Part 1 – Underachievement

- What were the main weaknesses that Kathryn immediately noticed with her new team?  How would you describe a typical meeting at DecisionTech before Kathryn’s arrival?

- What are the characteristics and qualities of a “good” and effective meeting?  How can we make sure we have “good” and effective meetings here at our school?  

- Can you associate yourself or somebody you know with any of the characters presented thus far in the story?

Part 2 – Lighting the Fire

- Pg. 30 – Email versus face-face conversation – when is one okay and not the other?  Are you guilty of this?

- Pg. 44 – “Great teams do not hold back with one another; they are unafraid to air their dirty laundry. They admit their mistakes, their weaknesses, and their concerns without fear of reprisal?”  How do we create an environment where you can voice your concern without fear of reprisal?

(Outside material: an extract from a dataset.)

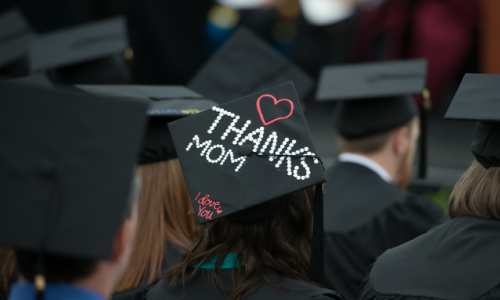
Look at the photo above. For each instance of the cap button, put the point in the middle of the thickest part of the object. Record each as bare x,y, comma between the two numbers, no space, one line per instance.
47,167
245,150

- Pg. 65 – “It sounds like your strength and weakness are rooted in the same things.”  Do you agree with this statement, and if so, how can we use this information to our advantage?

- Pg. 79 – Revenue, expenses, new customer acquisition, current customer satisfaction, employee retention, market awareness, product quality were listed as the team’s “scoreboard.”  Is this applicable to education?  How often should we check the “scoreboard?”  Daily, monthly, biannually, annually……?

- Pg. 81 – “Your department cannot be doing well because the company is failing and if the company is failing then we are all failing and there is no way that we can justify the performance of our own department.”  Is this true in education?  Is this true at our school?

- Pg. 84 – “Could you start saying us and we instead of you?”

- Pg. 92 – “It’s the lack of conflict that’s a problem.”  Do we have conflict in our staff meetings?  PLC?

- Pg. 95 – “They just need to be heard, and to know that their input was considered and responded to.” Are your opinions and ideas heard?  How do we establish an open arena to discuss our ideas at our school?

Part 3 – Heavy Lifting

- Pg. 137 – “When a company (school) has a collection of good managers (teachers) who don’t act like a team, it can create a dilemma for them, and for the company (school).”  Do we have this at our school? In your department?

- Pg. 153-159 – What did you think about Mikey’s departure from DecisionTech?  How do we deal with somebody who is obviously good at their job, but detracts from the overall effectiveness of the team?

Part 4 – Traction

- Pg. 175 – At one of the last off-site visits Nick proclaimed that the biggest issue that needed to be addressed was the avoidance of accountability, which ultimately leads to low standards.  How do we prevent avoidance of accountability at our school?  Within our departments?  Within our classrooms? 

- How can we hold our colleagues more accountable without creating conflict?  Is it our job to hold our colleagues accountable?  If we are creating conflict for the betterment of the school is the conflict justified?

- What is your reaction to the idea that the larger the unit, the smaller the leadership team needs to be?  Do we have small leadership teams at our school?  Are these small leadership teams more effective than one overlapping leadership team?  Why or why not and how?

Do you see yourself as any of the characters presented in this book?  Can you still contribute to the success of your team even if you posses less than stellar team qualities? 

- What specific skills and strengths did Kathryn possess in developing the leadership team at DecisionTech?

- How do we develop the skills and strengths that Kathryn demonstrated for her team?……applicable to schools?

- How and why does a book like The Five Dysfunctions of a Team continue to be on the best seller-list after 7 years of being published?

- What were your key take away points from this book and why/how are they significant in your life or work?